In contrast, LC-HRMS typically uses full-scan acquisition of intact molecular ions. Multiply charged ions and their isotope patterns are visible, allowing direct inspection and selection of interference-free ions for quantitation. HRMS is an untargeted approach, enabling retrospective data mining for metabolite identification. Hybrid HRMS instruments can also perform high-resolution MS/MS, allowing selective fragmentation of molecular ions and detection of specific fragments with high mass accuracy. This dual capability supports both sensitive quantitation and comprehensive metabolite profiling in a single run.

What role does deconvolution play in high-resolution mass spectrometry of oligonucleotides, and why is specialized software critical for accurate interpretation?

In HRMS of oligonucleotides, deconvolution plays a crucial role in interpreting complex spectra. Oligonucleotides typically ionize into multiple charge states, each containing a series of isotope peaks. For quantitation, it is often sufficient to sum selected ions from one or more charge states to reconstruct a chromatographic peak, making deconvolution optional in this context.

However, when investigating biotransformation, deconvolution becomes essential. It allows the conversion of multiply charged spectra into a single, neutral mass representation, enabling clear visualization of the parent molecule and identification of metabolites based on molecular weight differences. Specialized software is critical for accurate deconvolution, as it ensures precise mass assignment and reliable interpretation of complex oligonucleotide spectra.

Why are stable isotope-labeled analogs less commonly used for siRNAs and ASOs?

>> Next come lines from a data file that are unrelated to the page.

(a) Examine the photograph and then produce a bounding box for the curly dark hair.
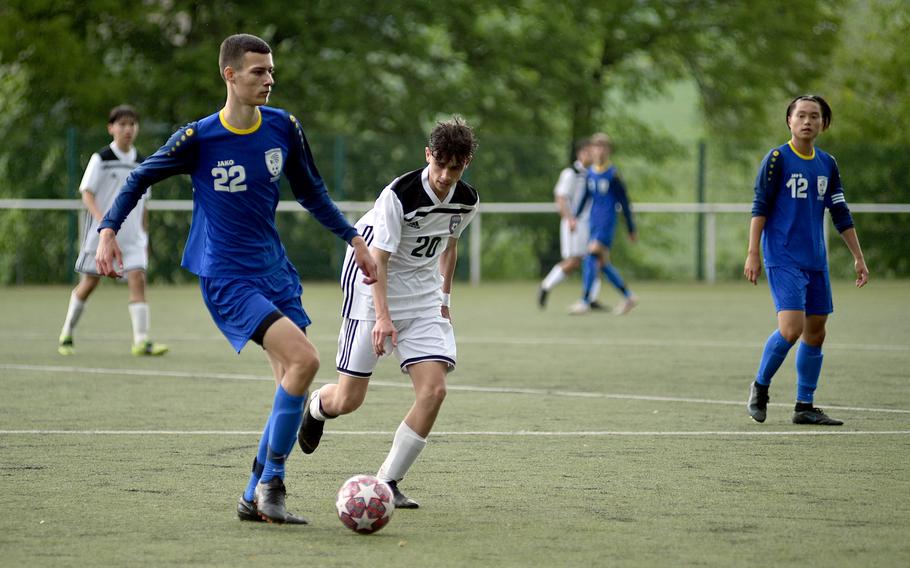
[427,116,477,164]
[787,95,834,130]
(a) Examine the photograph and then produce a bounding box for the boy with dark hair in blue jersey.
[569,133,638,315]
[96,34,376,524]
[743,95,869,426]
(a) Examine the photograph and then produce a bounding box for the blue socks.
[581,254,629,303]
[581,254,597,304]
[602,263,629,297]
[243,414,272,501]
[254,385,306,487]
[796,342,824,404]
[755,329,796,386]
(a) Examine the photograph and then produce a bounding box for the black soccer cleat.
[297,401,325,454]
[793,406,844,426]
[386,481,420,509]
[255,477,288,523]
[746,381,770,422]
[537,287,550,309]
[237,495,310,525]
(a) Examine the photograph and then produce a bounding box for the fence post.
[469,210,483,286]
[695,140,713,282]
[66,126,82,284]
[704,211,717,284]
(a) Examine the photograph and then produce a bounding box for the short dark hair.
[787,95,834,130]
[107,105,139,124]
[427,116,477,163]
[218,34,272,79]
[572,138,591,155]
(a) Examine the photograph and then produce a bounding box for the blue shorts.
[766,266,834,316]
[199,261,311,353]
[591,224,616,248]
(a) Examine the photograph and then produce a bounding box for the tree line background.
[0,0,910,283]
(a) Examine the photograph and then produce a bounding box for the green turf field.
[0,281,910,567]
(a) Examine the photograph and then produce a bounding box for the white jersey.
[553,161,591,223]
[553,161,591,258]
[341,168,480,321]
[79,143,151,258]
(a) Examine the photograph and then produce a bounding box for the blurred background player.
[97,34,376,524]
[570,133,638,315]
[537,139,604,310]
[57,105,168,356]
[298,117,480,509]
[743,95,869,426]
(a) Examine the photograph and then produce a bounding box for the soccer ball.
[335,475,395,534]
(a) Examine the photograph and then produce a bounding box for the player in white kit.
[298,117,479,509]
[57,105,168,356]
[537,139,603,309]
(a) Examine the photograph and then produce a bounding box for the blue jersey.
[575,166,635,234]
[99,106,357,277]
[752,142,853,270]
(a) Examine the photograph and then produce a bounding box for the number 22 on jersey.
[212,165,246,193]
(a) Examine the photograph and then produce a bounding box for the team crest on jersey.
[449,215,461,235]
[265,148,284,181]
[818,176,828,199]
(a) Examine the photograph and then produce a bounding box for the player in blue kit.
[743,95,869,426]
[570,133,638,315]
[96,34,376,524]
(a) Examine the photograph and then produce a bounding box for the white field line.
[0,363,910,414]
[0,429,910,438]
[0,331,910,353]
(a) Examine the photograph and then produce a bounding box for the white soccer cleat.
[613,296,638,316]
[569,300,591,316]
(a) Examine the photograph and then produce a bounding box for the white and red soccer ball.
[335,475,395,534]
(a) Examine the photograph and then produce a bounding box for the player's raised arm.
[284,115,363,242]
[439,238,458,321]
[95,123,196,277]
[370,247,398,355]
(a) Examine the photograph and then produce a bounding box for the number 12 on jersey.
[787,174,809,199]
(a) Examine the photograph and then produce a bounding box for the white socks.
[376,421,427,481]
[60,292,85,337]
[540,264,566,292]
[540,264,600,301]
[307,389,334,422]
[129,302,149,345]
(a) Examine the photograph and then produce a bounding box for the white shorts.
[559,219,588,258]
[335,316,455,378]
[76,246,149,276]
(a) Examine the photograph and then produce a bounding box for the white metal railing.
[0,199,910,285]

In LC-MS analysis, using an appropriate internal standard (IS) is essential for ensuring assay accuracy and consistency. An ideal IS closely mimics the analyte’s physicochemical properties but differs in molecular weight, allowing it to co-extract, co-elute, and co-ionize with the analyte. This enables compensation for variability in sample recovery, injection volume, and ion suppression or enhancement, with the IS-to-analyte signal ratio used for quantitation.

Stable isotope-labeled analogs are generally preferred as ISs in LC-MS due to their structural similarity and minimal impact on chromatographic behavior. However, for oligonucleotides, producing stable isotope-labeled ISs is challenging and costly. Oligonucleotides ionize into multiple charge states, requiring significant mass shifts to avoid overlap with the analyte during detection. Achieving this separation demands extensive labeling, which complicates synthesis and increases cost.

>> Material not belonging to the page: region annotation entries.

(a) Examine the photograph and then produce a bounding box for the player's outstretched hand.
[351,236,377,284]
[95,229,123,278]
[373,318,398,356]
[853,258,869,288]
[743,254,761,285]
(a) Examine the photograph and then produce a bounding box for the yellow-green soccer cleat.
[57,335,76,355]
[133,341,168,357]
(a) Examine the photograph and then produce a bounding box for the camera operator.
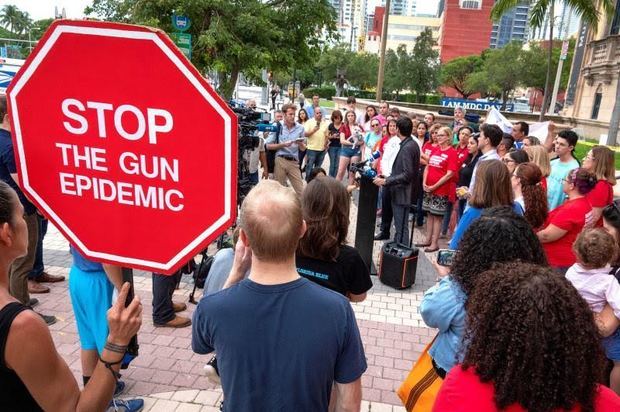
[243,99,269,185]
[373,117,420,245]
[265,103,306,196]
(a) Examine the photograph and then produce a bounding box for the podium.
[355,175,379,275]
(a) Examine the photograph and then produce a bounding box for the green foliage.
[440,55,483,99]
[0,4,32,37]
[86,0,336,98]
[405,27,440,96]
[30,19,54,40]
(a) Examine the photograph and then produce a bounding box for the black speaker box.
[378,242,418,289]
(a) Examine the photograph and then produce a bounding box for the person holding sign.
[0,182,142,411]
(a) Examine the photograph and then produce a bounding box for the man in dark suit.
[373,117,420,245]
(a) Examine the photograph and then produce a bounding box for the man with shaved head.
[192,180,366,411]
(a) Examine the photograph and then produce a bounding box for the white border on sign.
[11,25,232,270]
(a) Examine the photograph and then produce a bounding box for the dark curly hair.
[463,262,605,412]
[297,176,350,261]
[514,162,549,229]
[451,206,547,295]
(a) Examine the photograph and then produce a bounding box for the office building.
[490,1,530,49]
[439,0,494,63]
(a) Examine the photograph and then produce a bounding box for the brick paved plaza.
[40,198,436,411]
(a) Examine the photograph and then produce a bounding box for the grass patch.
[575,142,620,170]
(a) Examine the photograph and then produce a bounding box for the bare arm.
[334,378,362,412]
[103,263,123,290]
[5,283,142,411]
[536,224,568,243]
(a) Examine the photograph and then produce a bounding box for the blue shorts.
[603,328,620,362]
[340,146,361,158]
[69,265,114,354]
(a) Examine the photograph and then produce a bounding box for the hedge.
[303,86,441,105]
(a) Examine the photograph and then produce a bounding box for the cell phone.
[437,249,456,267]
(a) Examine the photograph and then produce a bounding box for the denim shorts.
[340,146,361,158]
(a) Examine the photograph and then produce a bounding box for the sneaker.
[114,381,125,397]
[204,356,221,385]
[153,315,192,328]
[39,313,56,326]
[107,398,144,412]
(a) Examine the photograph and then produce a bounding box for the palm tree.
[0,4,23,34]
[491,0,615,120]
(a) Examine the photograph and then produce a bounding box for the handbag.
[265,122,282,173]
[396,336,443,412]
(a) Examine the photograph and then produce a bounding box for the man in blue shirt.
[0,96,56,325]
[265,103,306,196]
[192,180,367,411]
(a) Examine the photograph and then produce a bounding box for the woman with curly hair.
[523,146,551,193]
[537,168,596,274]
[450,160,523,249]
[434,262,620,412]
[406,209,547,411]
[583,146,616,227]
[511,162,548,230]
[296,177,372,302]
[502,150,530,174]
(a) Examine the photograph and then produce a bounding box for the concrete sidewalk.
[34,192,436,411]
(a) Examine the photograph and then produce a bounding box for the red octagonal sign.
[8,21,237,273]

As a practical alternative, many assays use oligonucleotides with the same sequence as the analyte but modified by adding extra nucleotides to the end of the sequence. This approach maintains similar behavior during analysis while providing sufficient mass difference for clear distinction and has proven effective in practice.

How does LC-fluorescence detection (LC-FD) differ from LC-MS?

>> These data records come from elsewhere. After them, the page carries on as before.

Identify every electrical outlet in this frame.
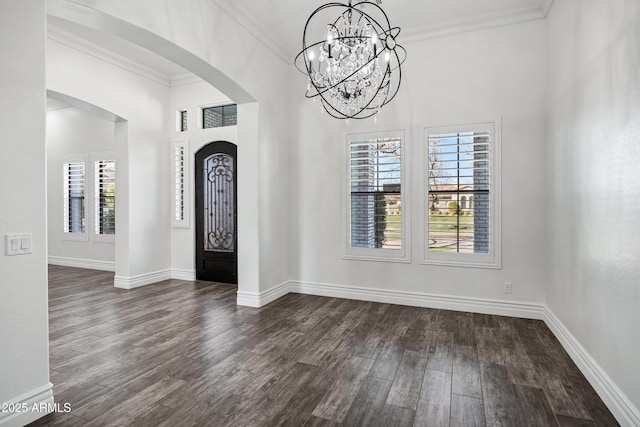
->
[504,282,513,294]
[6,233,31,255]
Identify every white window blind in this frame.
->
[171,139,190,228]
[63,162,85,233]
[202,104,238,129]
[425,123,499,267]
[173,144,185,221]
[95,160,116,235]
[349,137,403,250]
[180,110,188,132]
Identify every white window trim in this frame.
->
[90,152,118,244]
[170,139,191,228]
[176,108,190,133]
[342,126,411,263]
[416,116,502,269]
[197,100,238,131]
[58,156,87,242]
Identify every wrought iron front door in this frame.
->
[195,141,238,284]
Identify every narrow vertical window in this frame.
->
[95,160,116,235]
[173,145,184,221]
[171,140,189,228]
[180,110,189,132]
[63,162,85,234]
[424,123,499,267]
[347,132,405,258]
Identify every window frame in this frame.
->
[199,102,238,130]
[342,127,411,263]
[60,156,87,241]
[419,117,502,269]
[176,108,189,133]
[91,153,118,243]
[170,139,191,228]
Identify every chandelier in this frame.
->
[295,0,407,119]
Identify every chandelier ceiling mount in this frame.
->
[295,0,407,119]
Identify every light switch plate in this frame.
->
[6,233,31,255]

LC-FD differs from LC-MS in both detection principle and assay design for oligonucleotide quantitation. In LC-FD, the target oligonucleotide (such as ASO or antisense of siRNA) hybridizes with a fluorescently labeled complementary probe, often based on peptide nucleic acid (PNA) technology. In PNA probes, the phosphate backbone is replaced with peptide bonds, reducing charge repulsion and enhancing duplex stability. The resulting duplex is separated via ion-exchange chromatography and detected by fluorescence.

LC-FD typically offers higher sensitivity than conventional LC-MS due to signal amplification from fluorescence. However, it lacks the mass-based selectivity of LC-MS. Shortmer metabolites or other interfering species that hybridize or bind with the probe can also generate signals, potentially affecting specificity. In terms of assay design, LC-MS generally does not require sequence-specific reagents unless hybridization-based extraction is used, whereas LC-FD requires custom probe design and synthesis tailored to the target sequence.

In LC-FD assays, why is extensive chromatographic separation needed to distinguish parent oligonucleotides from active metabolites, and how does this affect sensitivity and throughput?

In LC-FD assays, extensive chromatographic separation is essential to distinguish parent oligonucleotides from metabolites. Unlike LC-MS, which differentiates analytes based on mass-to-charge ratios, LC-FD relies solely on retention time for identification. This is because both the parent oligonucleotide and its metabolites can hybridize with the same fluorescent probe, forming similar duplexes that are indistinguishable by fluorescence alone.

As a result, extensive chromatographic separation is required to resolve these species. If metabolites co-elute with the parent compound, they can contribute to the fluorescence signal and lead to inaccurate quantitation. To achieve sufficient separation, longer chromatographic runs are often necessary, which can reduce assay throughput and efficiency. This trade-off between resolution and speed is a key consideration in LC-FD method development for RNA-based therapeutics.

How can advances in chromatographic techniques support standardization and regulatory acceptance of RNA-based therapeutic bioanalysis?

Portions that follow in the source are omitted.